Hier liegt die Krux. Denn wenn es in einer Pfarrei wie Maria von den Aposteln, die aus drei direkt benachbarten Ursprungsgemeinden entstand, schon ein Problem ist, ein Wir-Gefühl zu entwickeln, wie soll es dann erst in GdGs gehen, die aus acht oder noch mehr Gemeinden entstanden sind. „Wer weiter rund um seinen eigenen Kirchturm denkt, wird auf die Dauer verlieren“, betont Pfarrer Ulrich Clancett, Regionaldekan der Region Mönchengladbach, schon seit Jahren immer wieder. Denn allein der Priestermangel macht es schon jetzt unmöglich, jeder Gemeinde einen eigenen geistlichen Leiter zu gewährleisten. Dazu kommen Finanznöte. Dass die Enttäuschung darüber Wut hervorruft, trifft auch bei den Verantwortlichen auf Verständnis.

Ob sich die Wut als  Energie für einen Neustart nutzen lässt, hängt von allen Beteiligten ab – nicht nur von den leitenden Priestern. Die allerdings finden sich zunehmend in der  Rolle des moderierenden Entscheiders wieder, der mitunter auch unpopuläre Entscheidungen treffen muss. Solche Prozesse gelingen am besten dort, wo Priester, hauptamtliche Mitarbeiter und engagierte Ehrenamtler auf Augenhöhe offen miteinander reden und sich einbringen. In einem solchen Klima kann jeder seine Stärken einbringen, kreative Ideen entstehen und führen zu ganz neuem Miteinander.

Dass so ein Klima entsteht, liegt nicht allein in der Verantwortung der Geistlichen. „Oft sind es Hauptamtliche, die Ehrenamtliche von oben herab behandeln“, hört man immer wieder in Gesprächen mit Ehrenamtlern. Aber auch aus den Gremien der Gemeinden selbst werden verletzte Eitelkeiten und Eigeninteressen immer wieder vor das Gemeinwohl gestellt – auch zu Lasten hauptamtlicher Mitarbeiter. So ein Verhalten rächt sich: Was in jahrelanger Mühe aufgebaut wurde, wird so binnen weniger Monate nachhaltig zerstört. Prozesse wie KIM wirken hier bei einer Gemeinde wie ein Marathontraining beim menschlichen Körper: Die Schwächen werden genauso wie die Stärken offen gelegt.

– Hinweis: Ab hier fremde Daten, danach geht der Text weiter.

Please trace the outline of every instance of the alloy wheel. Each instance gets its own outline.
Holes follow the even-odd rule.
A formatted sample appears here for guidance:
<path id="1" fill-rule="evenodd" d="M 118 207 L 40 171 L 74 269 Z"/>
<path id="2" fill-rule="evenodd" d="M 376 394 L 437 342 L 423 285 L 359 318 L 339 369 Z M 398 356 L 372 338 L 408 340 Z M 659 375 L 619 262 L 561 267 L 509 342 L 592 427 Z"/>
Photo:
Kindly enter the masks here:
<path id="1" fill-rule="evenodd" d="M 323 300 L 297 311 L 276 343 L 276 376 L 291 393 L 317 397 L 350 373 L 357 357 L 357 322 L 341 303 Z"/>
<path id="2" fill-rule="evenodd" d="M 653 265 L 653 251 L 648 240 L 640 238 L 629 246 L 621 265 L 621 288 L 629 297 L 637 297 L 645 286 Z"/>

Wer sich GdGs anschaut, die diesen Prozess erfolgreich gestaltet haben, stellt fest, dass viele eine erwachsene Streitkultur pflegen. Gegensätzliche Meinungen und Positionen werden diskutiert und mitunter wird in den Runden mit Argumenten hart gerungen. Persönliche Angriffe aber bleiben tabu. So können sich die Beteiligten auch nachher noch gegenseitig in die Augen sehen. In einem solchen Klima können Probleme gelöst werden, statt die Gräben weiter zu vertiefen.